One is to let the whole symbol sit a bit lower than baseline (e.g. Proxima Nova), and another one is to have the “a” inside the symbol sit on the baseline and let the tail go further (e.g. Aktiv Grotesk).
How do you decide on which way to use? Are there any rules to follow?
Also, I saw this on Wikipedia. It's a Bulgarian translation of the Manasses Chronicle (c. 1345). Seems like the “a”
was sitting on the baseline.
Comments
"The commercial at symbol is often centered optically on the lining numeral height. However, in an alternative alignment, the a-part of the character centers roughly on an average x-height."
I tend to judge its alignment and even its size upon the face I'm working on and its intended use.
Seems like aligning the at sign to the lowercase(and separately to the uppercase) would make a lot more sense to our current usage(for email address and prefix of username).
Regarding the old Agfa specs: After some research, I guess the reason why it's suggesting to place the symbol optically centered to the lining numeral is that the at symbol was used to represent the cost or weight of something. So it'd be safe to assume the character after the at symbol would always be either a number or another symbol that's placed before a number like $, or any currency symbol(which is expected to be well-aligned with numbers).
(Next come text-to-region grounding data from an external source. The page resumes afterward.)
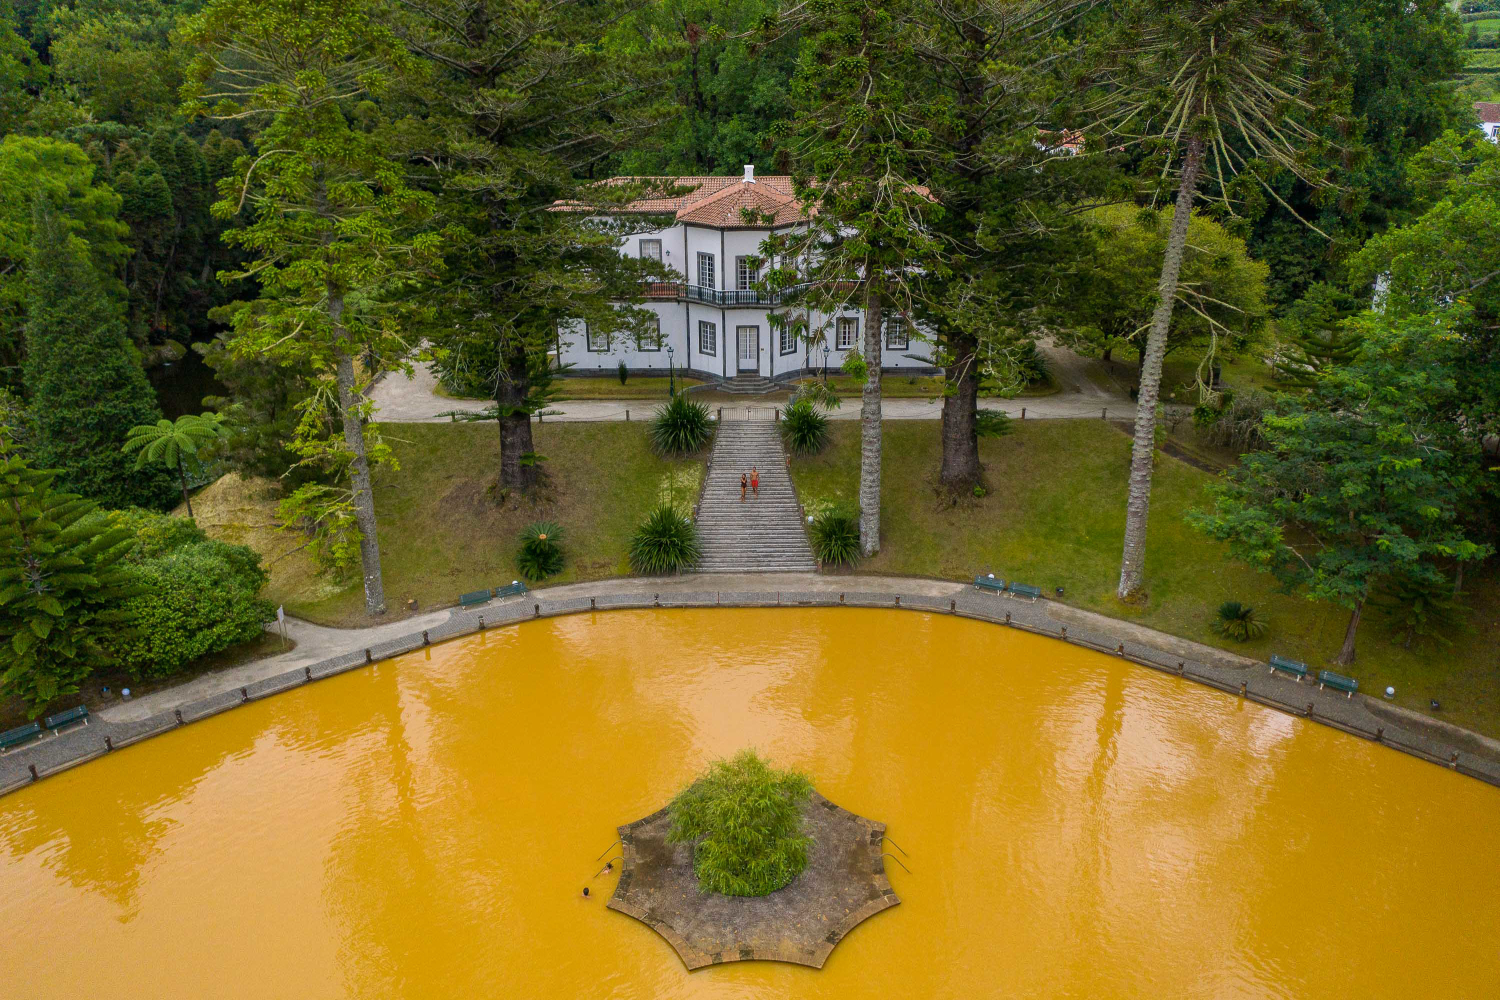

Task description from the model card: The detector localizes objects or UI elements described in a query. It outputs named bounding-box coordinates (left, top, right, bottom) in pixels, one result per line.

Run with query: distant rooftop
left=1475, top=101, right=1500, bottom=124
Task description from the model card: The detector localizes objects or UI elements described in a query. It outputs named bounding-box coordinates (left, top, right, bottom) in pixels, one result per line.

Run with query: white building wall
left=555, top=220, right=937, bottom=381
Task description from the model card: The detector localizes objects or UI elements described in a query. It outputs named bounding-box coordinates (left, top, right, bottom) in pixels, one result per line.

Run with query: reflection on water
left=1, top=609, right=1497, bottom=998
left=147, top=347, right=226, bottom=419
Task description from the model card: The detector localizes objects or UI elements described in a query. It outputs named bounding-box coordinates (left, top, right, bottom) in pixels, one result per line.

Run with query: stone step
left=692, top=412, right=815, bottom=573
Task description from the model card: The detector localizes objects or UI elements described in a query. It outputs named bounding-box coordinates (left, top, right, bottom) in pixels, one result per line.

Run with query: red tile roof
left=557, top=174, right=809, bottom=228
left=1476, top=102, right=1500, bottom=124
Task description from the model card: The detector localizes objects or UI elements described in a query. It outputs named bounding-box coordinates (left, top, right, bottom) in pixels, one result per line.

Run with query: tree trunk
left=859, top=284, right=883, bottom=556
left=1117, top=138, right=1204, bottom=600
left=1333, top=598, right=1364, bottom=666
left=496, top=342, right=537, bottom=491
left=179, top=459, right=194, bottom=520
left=328, top=287, right=387, bottom=617
left=939, top=326, right=980, bottom=488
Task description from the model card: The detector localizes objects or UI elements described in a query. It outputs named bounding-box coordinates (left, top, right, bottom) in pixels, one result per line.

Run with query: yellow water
left=2, top=609, right=1498, bottom=998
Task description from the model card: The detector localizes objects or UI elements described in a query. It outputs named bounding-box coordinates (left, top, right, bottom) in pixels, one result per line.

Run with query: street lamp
left=666, top=344, right=675, bottom=397
left=822, top=344, right=830, bottom=385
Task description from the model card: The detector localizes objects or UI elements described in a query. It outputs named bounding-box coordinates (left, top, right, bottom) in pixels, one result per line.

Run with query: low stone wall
left=3, top=589, right=1497, bottom=798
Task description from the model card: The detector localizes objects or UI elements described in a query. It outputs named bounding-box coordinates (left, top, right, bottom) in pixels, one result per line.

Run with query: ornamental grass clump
left=649, top=394, right=713, bottom=455
left=668, top=750, right=814, bottom=897
left=810, top=508, right=860, bottom=566
left=516, top=521, right=564, bottom=580
left=780, top=398, right=829, bottom=455
left=1211, top=600, right=1267, bottom=642
left=629, top=504, right=700, bottom=574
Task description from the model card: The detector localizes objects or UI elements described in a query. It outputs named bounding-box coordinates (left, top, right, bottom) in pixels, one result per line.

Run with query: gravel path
left=370, top=357, right=1135, bottom=424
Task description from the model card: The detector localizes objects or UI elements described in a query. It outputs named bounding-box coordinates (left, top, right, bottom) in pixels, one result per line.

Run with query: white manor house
left=554, top=166, right=937, bottom=386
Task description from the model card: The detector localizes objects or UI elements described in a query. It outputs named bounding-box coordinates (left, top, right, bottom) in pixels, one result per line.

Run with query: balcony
left=641, top=281, right=786, bottom=307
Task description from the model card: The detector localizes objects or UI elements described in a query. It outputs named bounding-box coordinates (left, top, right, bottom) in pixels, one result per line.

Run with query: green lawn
left=792, top=374, right=946, bottom=398
left=270, top=422, right=704, bottom=626
left=554, top=376, right=704, bottom=400
left=1465, top=47, right=1500, bottom=67
left=791, top=420, right=1500, bottom=738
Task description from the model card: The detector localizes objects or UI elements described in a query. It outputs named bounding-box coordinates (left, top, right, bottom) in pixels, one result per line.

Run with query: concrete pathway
left=370, top=358, right=1134, bottom=424
left=7, top=574, right=1499, bottom=796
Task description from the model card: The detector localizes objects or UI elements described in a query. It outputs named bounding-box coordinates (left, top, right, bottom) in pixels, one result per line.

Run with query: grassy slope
left=203, top=423, right=704, bottom=628
left=791, top=420, right=1500, bottom=737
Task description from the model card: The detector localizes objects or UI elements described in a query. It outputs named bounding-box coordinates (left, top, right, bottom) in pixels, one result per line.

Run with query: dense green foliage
left=809, top=508, right=860, bottom=567
left=0, top=430, right=138, bottom=715
left=1211, top=601, right=1268, bottom=642
left=516, top=521, right=565, bottom=581
left=24, top=199, right=175, bottom=509
left=1060, top=205, right=1269, bottom=378
left=780, top=399, right=829, bottom=456
left=100, top=508, right=272, bottom=679
left=1189, top=311, right=1492, bottom=663
left=629, top=504, right=700, bottom=574
left=649, top=394, right=713, bottom=455
left=667, top=750, right=814, bottom=897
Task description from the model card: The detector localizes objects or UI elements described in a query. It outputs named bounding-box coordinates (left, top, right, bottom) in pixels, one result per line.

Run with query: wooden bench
left=1007, top=583, right=1043, bottom=602
left=1268, top=654, right=1308, bottom=681
left=44, top=705, right=88, bottom=733
left=493, top=581, right=529, bottom=600
left=973, top=575, right=1007, bottom=594
left=1317, top=669, right=1358, bottom=698
left=0, top=721, right=41, bottom=751
left=458, top=589, right=492, bottom=608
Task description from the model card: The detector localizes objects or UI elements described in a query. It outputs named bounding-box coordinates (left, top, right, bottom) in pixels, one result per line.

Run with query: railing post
left=1021, top=407, right=1026, bottom=419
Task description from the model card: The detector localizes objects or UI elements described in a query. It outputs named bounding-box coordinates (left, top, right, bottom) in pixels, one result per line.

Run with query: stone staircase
left=695, top=421, right=816, bottom=573
left=716, top=375, right=780, bottom=396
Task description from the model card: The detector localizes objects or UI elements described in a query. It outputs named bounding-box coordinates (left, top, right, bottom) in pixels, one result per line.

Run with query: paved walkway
left=696, top=423, right=816, bottom=572
left=5, top=575, right=1499, bottom=796
left=370, top=358, right=1135, bottom=423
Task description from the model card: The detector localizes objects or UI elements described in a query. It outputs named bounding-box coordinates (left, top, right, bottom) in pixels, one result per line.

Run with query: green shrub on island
left=649, top=394, right=713, bottom=455
left=668, top=750, right=814, bottom=897
left=810, top=508, right=861, bottom=566
left=516, top=521, right=565, bottom=580
left=96, top=509, right=274, bottom=679
left=780, top=398, right=829, bottom=455
left=1210, top=601, right=1267, bottom=642
left=629, top=504, right=700, bottom=574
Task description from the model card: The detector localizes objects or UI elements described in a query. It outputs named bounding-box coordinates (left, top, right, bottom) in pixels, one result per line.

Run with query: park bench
left=44, top=705, right=88, bottom=733
left=1268, top=654, right=1308, bottom=682
left=459, top=589, right=492, bottom=608
left=1317, top=670, right=1358, bottom=698
left=493, top=581, right=529, bottom=600
left=973, top=575, right=1007, bottom=594
left=0, top=721, right=41, bottom=752
left=1007, top=583, right=1043, bottom=602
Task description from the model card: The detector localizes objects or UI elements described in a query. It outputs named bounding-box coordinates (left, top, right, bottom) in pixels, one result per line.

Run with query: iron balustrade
left=641, top=281, right=805, bottom=307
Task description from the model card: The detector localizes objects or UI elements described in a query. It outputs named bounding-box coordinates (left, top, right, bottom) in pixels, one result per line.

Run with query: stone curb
left=2, top=589, right=1497, bottom=798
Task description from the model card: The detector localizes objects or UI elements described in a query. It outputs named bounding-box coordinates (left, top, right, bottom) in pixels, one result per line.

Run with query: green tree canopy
left=23, top=197, right=174, bottom=509
left=1057, top=204, right=1269, bottom=384
left=0, top=135, right=130, bottom=380
left=0, top=427, right=139, bottom=716
left=667, top=750, right=814, bottom=897
left=1189, top=308, right=1492, bottom=665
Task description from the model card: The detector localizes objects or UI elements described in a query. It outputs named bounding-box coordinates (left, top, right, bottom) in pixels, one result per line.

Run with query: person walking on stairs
left=751, top=466, right=759, bottom=498
left=740, top=472, right=748, bottom=502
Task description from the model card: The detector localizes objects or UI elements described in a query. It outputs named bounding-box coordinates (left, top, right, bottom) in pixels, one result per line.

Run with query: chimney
left=743, top=164, right=755, bottom=184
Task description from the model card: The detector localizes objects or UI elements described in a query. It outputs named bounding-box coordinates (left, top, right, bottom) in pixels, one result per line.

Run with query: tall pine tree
left=23, top=197, right=175, bottom=509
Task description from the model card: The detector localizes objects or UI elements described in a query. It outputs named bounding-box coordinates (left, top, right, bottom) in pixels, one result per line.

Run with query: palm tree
left=122, top=413, right=226, bottom=519
left=1085, top=0, right=1342, bottom=600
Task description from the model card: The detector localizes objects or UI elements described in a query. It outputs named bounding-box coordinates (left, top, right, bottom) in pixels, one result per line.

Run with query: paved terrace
left=3, top=574, right=1497, bottom=797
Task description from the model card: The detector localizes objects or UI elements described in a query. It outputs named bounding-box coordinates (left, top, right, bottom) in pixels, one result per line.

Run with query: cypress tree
left=22, top=197, right=176, bottom=509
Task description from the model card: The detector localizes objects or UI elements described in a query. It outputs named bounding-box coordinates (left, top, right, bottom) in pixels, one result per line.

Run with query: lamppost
left=666, top=344, right=675, bottom=397
left=822, top=344, right=830, bottom=385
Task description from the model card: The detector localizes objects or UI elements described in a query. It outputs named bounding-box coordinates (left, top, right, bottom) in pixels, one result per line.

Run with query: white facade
left=554, top=171, right=935, bottom=383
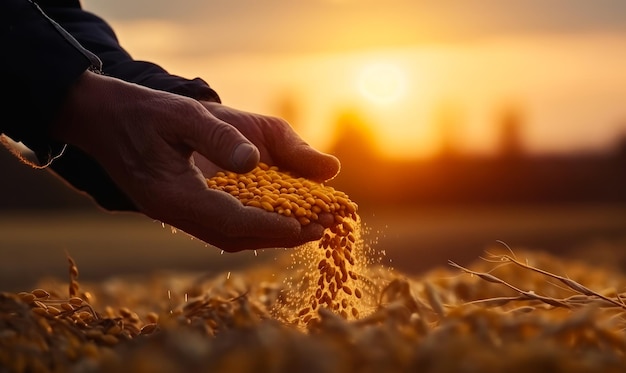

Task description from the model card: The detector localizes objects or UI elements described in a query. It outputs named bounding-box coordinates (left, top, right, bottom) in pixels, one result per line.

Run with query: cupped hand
left=195, top=101, right=340, bottom=182
left=50, top=71, right=333, bottom=252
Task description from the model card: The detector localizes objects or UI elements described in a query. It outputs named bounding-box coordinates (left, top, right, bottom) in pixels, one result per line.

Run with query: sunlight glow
left=116, top=25, right=626, bottom=159
left=356, top=62, right=407, bottom=104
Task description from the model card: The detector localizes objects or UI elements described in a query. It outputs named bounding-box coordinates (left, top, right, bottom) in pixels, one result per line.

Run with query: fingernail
left=231, top=142, right=259, bottom=172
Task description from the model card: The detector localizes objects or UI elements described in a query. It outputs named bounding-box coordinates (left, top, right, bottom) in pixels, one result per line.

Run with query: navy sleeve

And it looks like Proxima Nova(the original was created in early 90s, I think) was designed to work the Agfa specs way. It makes sense to work better with numbers at that time.
I sometimes add a cased version to my more extensive fonts.
The very bold weights are tricky!
So that you can include email addresses in all-caps headlines, or other all-caps text.
Adobe (once you scroll past the non-Latin stuff), Font Bureau, FontFont, and House Industries generally get this right, but Linotype and Monotype forgot to update their specs for many of their recent releases.
Kinesis 3, a revision of an older design, is the only outlier.